While in practice as a solicitor at Giles Wilson LLP, the respondent had made records as to the time spent by him working on a client matter which were inaccurate, misleading and in excess of the time actually spent on the client matter against which they were recorded, and in doing so had breached principles 2, 4 and 6 of the SRA Principles 2011.
While employed by Mullis & Peake LLP, the respondent had misappropriated client monies in the sum of £1,115 by paying into his personal bank account a cheque in that sum issued by HM Revenue & Customs in relation to the client B matter, in respect of which he had been acting in the course of his employment, and in doing so had breached principles 2, 6 and 10, and rule 14.1 of the SRA Accounts Rules 2011.
The respondent’s culpability was high. The direct harm was minimal. However, his actions had created the risk of more significant harm. Wildly inaccurate time recording and the payment of client monies into a personal bank account without undertaking appropriate checks was conduct which might seriously harm the reputation of the profession. The respondent’s conduct, in relation to time recording, was aggravated by the fact it was deliberate, repeated and calculated.
His actions had lacked integrity in relation to both allegations. While he had not acted dishonestly, his conduct had fallen well below the minimum standards expected of solicitors. A fixed-term period of suspension followed by indefinite restrictions on practice was the appropriate combination of sanctions in all of the circumstances.
The respondent was ordered to pay costs of £20,000.
PG Solicitors t/a Edward Marshall
On 24 November 2021, the Adjudication Panel resolved to intervene into PG Solicitors t/a Edward Marshall and into the practices of Prince Goba, Waqas Hassan and Syed Hussain at the firm. The firm was based at Unit 1, 10-17 Sevenways Parade, Woodford Avenue, Ilford IG2 6JX. The firm had branch offices in Ilford, Mayfair, Marylebone and Broadstairs. The first date of attendance was 26 November 2021.
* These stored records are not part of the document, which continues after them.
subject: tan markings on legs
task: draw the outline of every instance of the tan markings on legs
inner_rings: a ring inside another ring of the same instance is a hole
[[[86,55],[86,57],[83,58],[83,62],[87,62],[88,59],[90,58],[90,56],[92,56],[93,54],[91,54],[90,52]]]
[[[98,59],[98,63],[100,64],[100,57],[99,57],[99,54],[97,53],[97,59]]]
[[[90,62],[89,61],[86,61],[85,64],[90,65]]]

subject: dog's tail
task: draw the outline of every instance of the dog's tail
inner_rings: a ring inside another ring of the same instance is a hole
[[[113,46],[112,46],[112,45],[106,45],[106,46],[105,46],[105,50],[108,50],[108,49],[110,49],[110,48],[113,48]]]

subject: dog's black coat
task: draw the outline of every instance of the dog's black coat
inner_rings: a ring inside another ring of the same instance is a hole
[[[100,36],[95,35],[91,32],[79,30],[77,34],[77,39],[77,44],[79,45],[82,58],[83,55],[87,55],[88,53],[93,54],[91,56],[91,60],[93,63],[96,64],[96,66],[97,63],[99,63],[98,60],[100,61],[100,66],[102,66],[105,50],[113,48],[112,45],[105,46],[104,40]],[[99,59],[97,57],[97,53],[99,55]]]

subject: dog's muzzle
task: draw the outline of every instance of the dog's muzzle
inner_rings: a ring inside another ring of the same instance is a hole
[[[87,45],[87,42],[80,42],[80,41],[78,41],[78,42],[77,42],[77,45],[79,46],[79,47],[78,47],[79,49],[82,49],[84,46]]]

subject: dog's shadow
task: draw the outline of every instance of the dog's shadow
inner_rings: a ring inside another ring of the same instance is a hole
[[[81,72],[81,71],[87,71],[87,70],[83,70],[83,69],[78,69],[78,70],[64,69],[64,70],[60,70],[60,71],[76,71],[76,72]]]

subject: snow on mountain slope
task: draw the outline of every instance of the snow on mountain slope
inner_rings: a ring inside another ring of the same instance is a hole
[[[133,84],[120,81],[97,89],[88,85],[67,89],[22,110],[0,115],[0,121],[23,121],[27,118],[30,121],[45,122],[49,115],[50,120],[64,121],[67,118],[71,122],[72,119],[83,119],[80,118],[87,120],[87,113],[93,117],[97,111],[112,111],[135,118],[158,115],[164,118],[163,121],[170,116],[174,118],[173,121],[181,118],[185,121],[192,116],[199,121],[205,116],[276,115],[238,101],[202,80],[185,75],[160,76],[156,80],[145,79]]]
The grounds for intervention into Goba, Hassan and Hussain were:
- Reason to suspect dishonesty on Goba’s part in connection with his practice as a solicitor (paragraph 1(1)(a)(i) of Schedule 1 – Part I to the Solicitors Act 1974);
- Goba had failed to comply with SRA Rules (paragraph 1(1)(c) of Schedule 1 – Part I to the Solicitors Act 1974);
- There was reason to suspect dishonesty on the part of Hassan in connection with his practice at the firm (paragraph 5(3)(a) of Schedule 14 to the Courts and Legal Services Act 1990);
- Hassan and Hussain had failed to comply with SRA Rules (paragraph 5(3)(c) of Schedule 14 of the Courts and Legal Services Act 1990).
- The grounds for intervention into PG Solicitors t/a Edward Marshall were:
- Reason to suspect dishonesty on the part of Goba and Hassan, as managers of the firm, in connection with the firm’s business (paragraph 32(1)(d)(i) of Schedule 2 to the Administration of Justice Act 1985);
- Goba, Hassan, and Hussain as managers of the firm, and the firm itself, had failed to comply with the SRA Rules (paragraph 32(1)(a) of Schedule 2 of the Administration of Justice Act 1985).
John Owen of Gordons LLP, 1 New Augustus Street, Bradford BD1 5LL; tel: 0113 227 2117; email: firstname.lastname@example.org; has been appointed to act as the Society’s agent.
Goba’s practising certificate is suspended as a result of the intervention decision.